After returning to the United States, the couple spent time in the air national guard based in North Dakota and then St. Louis, Missouri.
Mary Jo looks back fondly on her time in the military. During that time she traveled to places such as Germany, Afghanistan, Japan and South Korea — places she doesn't think she would have had the opportunity to go had she not been in the military.
"I knew that the military would put me in positions that I would never choose for myself, but they would train me and give me the instruments I needed to succeed," Mary Jo said.
In 2002, her husband retired, and the couple moved back to Burlington. Mary Jo continued in the air national guard, commuting to and from Fayetteville for a few years. She retired as a colonel in 2017, which she said was a great honor to receive the rank of colonel.
Mary Jo is also involved in the Alamance County community and currently serves as president of the Burlington Women's Club.

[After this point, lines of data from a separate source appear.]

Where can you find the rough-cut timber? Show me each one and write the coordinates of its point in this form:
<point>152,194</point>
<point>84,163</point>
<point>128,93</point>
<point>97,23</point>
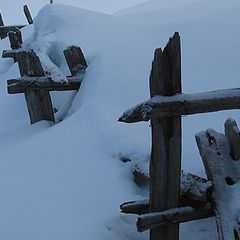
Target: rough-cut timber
<point>194,190</point>
<point>136,207</point>
<point>233,135</point>
<point>38,101</point>
<point>165,164</point>
<point>9,54</point>
<point>27,14</point>
<point>22,84</point>
<point>224,172</point>
<point>183,104</point>
<point>15,38</point>
<point>75,60</point>
<point>4,30</point>
<point>173,216</point>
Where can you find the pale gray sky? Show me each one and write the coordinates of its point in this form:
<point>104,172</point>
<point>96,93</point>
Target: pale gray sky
<point>12,13</point>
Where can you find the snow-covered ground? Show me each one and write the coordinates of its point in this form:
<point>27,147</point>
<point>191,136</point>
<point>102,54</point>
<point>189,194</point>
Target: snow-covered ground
<point>66,181</point>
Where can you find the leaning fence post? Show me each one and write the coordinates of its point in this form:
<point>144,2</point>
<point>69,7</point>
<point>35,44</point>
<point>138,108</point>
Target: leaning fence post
<point>1,20</point>
<point>75,59</point>
<point>38,101</point>
<point>15,38</point>
<point>27,14</point>
<point>165,165</point>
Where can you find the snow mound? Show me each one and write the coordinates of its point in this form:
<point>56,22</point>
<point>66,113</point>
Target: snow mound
<point>66,181</point>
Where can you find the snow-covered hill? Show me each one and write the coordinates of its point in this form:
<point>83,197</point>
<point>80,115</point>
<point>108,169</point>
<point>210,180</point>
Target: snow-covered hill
<point>66,181</point>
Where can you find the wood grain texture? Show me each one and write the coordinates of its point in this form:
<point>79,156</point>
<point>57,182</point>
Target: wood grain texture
<point>15,38</point>
<point>165,164</point>
<point>27,14</point>
<point>75,60</point>
<point>183,104</point>
<point>173,216</point>
<point>233,136</point>
<point>39,102</point>
<point>20,85</point>
<point>224,173</point>
<point>4,30</point>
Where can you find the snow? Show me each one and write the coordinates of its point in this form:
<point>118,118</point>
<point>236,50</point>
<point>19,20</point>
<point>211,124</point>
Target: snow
<point>66,181</point>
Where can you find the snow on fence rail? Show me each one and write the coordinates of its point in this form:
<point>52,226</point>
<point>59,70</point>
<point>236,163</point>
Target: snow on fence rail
<point>4,30</point>
<point>164,210</point>
<point>33,81</point>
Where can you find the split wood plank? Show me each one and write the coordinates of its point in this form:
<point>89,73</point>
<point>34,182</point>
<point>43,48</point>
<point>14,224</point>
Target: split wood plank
<point>15,38</point>
<point>224,172</point>
<point>4,30</point>
<point>9,54</point>
<point>1,20</point>
<point>233,136</point>
<point>75,60</point>
<point>38,101</point>
<point>165,164</point>
<point>194,190</point>
<point>183,104</point>
<point>27,14</point>
<point>173,216</point>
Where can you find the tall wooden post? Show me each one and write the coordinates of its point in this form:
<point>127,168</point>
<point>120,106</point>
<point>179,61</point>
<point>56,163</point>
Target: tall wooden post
<point>39,102</point>
<point>1,20</point>
<point>27,14</point>
<point>165,165</point>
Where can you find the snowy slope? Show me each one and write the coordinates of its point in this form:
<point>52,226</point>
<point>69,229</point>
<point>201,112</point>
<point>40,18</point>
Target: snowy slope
<point>66,181</point>
<point>15,15</point>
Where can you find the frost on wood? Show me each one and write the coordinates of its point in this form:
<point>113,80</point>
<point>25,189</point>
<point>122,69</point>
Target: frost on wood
<point>233,135</point>
<point>171,216</point>
<point>224,173</point>
<point>194,190</point>
<point>183,104</point>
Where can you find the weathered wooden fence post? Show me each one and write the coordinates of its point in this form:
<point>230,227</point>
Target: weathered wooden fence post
<point>39,103</point>
<point>27,14</point>
<point>75,60</point>
<point>165,165</point>
<point>1,20</point>
<point>15,38</point>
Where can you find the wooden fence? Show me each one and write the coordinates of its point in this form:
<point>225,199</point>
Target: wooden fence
<point>165,208</point>
<point>35,84</point>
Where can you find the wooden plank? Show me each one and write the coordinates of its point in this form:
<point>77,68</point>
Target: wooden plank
<point>194,190</point>
<point>183,104</point>
<point>39,102</point>
<point>39,105</point>
<point>20,85</point>
<point>165,164</point>
<point>75,60</point>
<point>224,173</point>
<point>29,64</point>
<point>9,54</point>
<point>173,216</point>
<point>4,30</point>
<point>15,38</point>
<point>1,20</point>
<point>136,207</point>
<point>233,135</point>
<point>27,14</point>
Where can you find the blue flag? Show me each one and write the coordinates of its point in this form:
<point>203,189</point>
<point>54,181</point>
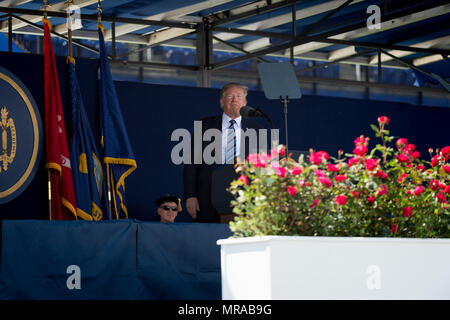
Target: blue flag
<point>87,168</point>
<point>117,152</point>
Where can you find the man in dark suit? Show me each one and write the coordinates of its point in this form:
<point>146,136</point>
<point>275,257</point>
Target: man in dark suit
<point>198,177</point>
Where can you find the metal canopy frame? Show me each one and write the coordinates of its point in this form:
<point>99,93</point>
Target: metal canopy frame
<point>210,34</point>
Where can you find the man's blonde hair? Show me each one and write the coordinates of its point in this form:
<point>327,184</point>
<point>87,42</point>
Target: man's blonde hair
<point>232,85</point>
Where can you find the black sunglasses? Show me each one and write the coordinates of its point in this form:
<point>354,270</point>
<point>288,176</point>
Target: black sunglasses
<point>168,208</point>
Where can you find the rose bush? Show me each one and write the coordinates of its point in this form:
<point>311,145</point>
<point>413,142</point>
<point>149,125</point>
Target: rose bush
<point>386,191</point>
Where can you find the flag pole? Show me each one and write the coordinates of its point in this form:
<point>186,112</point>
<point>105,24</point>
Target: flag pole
<point>68,3</point>
<point>49,180</point>
<point>108,168</point>
<point>108,185</point>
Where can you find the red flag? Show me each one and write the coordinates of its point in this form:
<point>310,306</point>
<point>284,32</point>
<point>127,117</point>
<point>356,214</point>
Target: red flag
<point>63,201</point>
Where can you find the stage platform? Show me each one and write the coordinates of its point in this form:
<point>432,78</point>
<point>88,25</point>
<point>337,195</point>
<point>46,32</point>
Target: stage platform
<point>124,259</point>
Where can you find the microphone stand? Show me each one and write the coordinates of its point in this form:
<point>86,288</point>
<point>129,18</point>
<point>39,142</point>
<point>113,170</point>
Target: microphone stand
<point>285,101</point>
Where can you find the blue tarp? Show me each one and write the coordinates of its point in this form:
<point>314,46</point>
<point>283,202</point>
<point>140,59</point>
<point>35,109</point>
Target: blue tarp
<point>122,259</point>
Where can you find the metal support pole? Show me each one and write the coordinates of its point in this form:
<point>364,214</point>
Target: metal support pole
<point>10,32</point>
<point>113,39</point>
<point>294,29</point>
<point>204,55</point>
<point>379,66</point>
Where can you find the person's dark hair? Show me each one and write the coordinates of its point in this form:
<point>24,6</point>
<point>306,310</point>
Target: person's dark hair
<point>231,85</point>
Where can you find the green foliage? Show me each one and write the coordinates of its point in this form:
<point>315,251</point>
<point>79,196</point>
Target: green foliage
<point>387,192</point>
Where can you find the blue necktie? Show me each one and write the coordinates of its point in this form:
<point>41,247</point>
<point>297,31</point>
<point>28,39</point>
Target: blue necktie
<point>231,143</point>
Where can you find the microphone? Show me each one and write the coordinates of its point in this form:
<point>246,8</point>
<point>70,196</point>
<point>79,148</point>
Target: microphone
<point>249,112</point>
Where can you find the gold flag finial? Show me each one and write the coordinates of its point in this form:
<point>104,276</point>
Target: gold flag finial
<point>45,7</point>
<point>99,12</point>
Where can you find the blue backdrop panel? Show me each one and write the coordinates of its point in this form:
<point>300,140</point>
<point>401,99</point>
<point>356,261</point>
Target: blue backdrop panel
<point>36,254</point>
<point>152,112</point>
<point>181,260</point>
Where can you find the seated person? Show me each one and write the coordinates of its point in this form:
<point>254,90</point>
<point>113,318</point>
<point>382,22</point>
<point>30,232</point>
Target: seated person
<point>168,208</point>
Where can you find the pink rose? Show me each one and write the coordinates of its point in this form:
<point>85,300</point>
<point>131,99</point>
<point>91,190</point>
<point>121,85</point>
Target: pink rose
<point>319,173</point>
<point>381,174</point>
<point>435,160</point>
<point>394,228</point>
<point>315,202</point>
<point>292,191</point>
<point>340,177</point>
<point>421,168</point>
<point>355,194</point>
<point>402,177</point>
<point>441,197</point>
<point>434,184</point>
<point>371,164</point>
<point>407,212</point>
<point>401,143</point>
<point>383,120</point>
<point>341,200</point>
<point>418,190</point>
<point>332,167</point>
<point>325,181</point>
<point>244,179</point>
<point>446,153</point>
<point>352,161</point>
<point>257,160</point>
<point>281,172</point>
<point>403,158</point>
<point>360,150</point>
<point>382,190</point>
<point>318,157</point>
<point>361,141</point>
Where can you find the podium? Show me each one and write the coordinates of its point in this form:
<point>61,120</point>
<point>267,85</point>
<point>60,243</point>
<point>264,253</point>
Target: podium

Mary Jo now works at Alamance Regional Medical Center, where she has worked for more than a decade. She serves part-time in cardiac and pulmonary rehab.
"Every time I walk in there I feel like I'm walking into a sacred place because of the things that are done there and the lives that have changed and the lives that are saved, and the comfort that is given," she said.
Going to work, Mary Jo would pass people in the hallway that she knew had been part of her father's era. Her father never worked directly at ARMC but oversaw the merger that created it. Working at ARMC, Mary Jo is able to see the fruits of her father's labor.
"To see such a beautiful combination and how the staff have melded together and the standard of care is everything my father hoped it would be and worked for," Mary Jo said.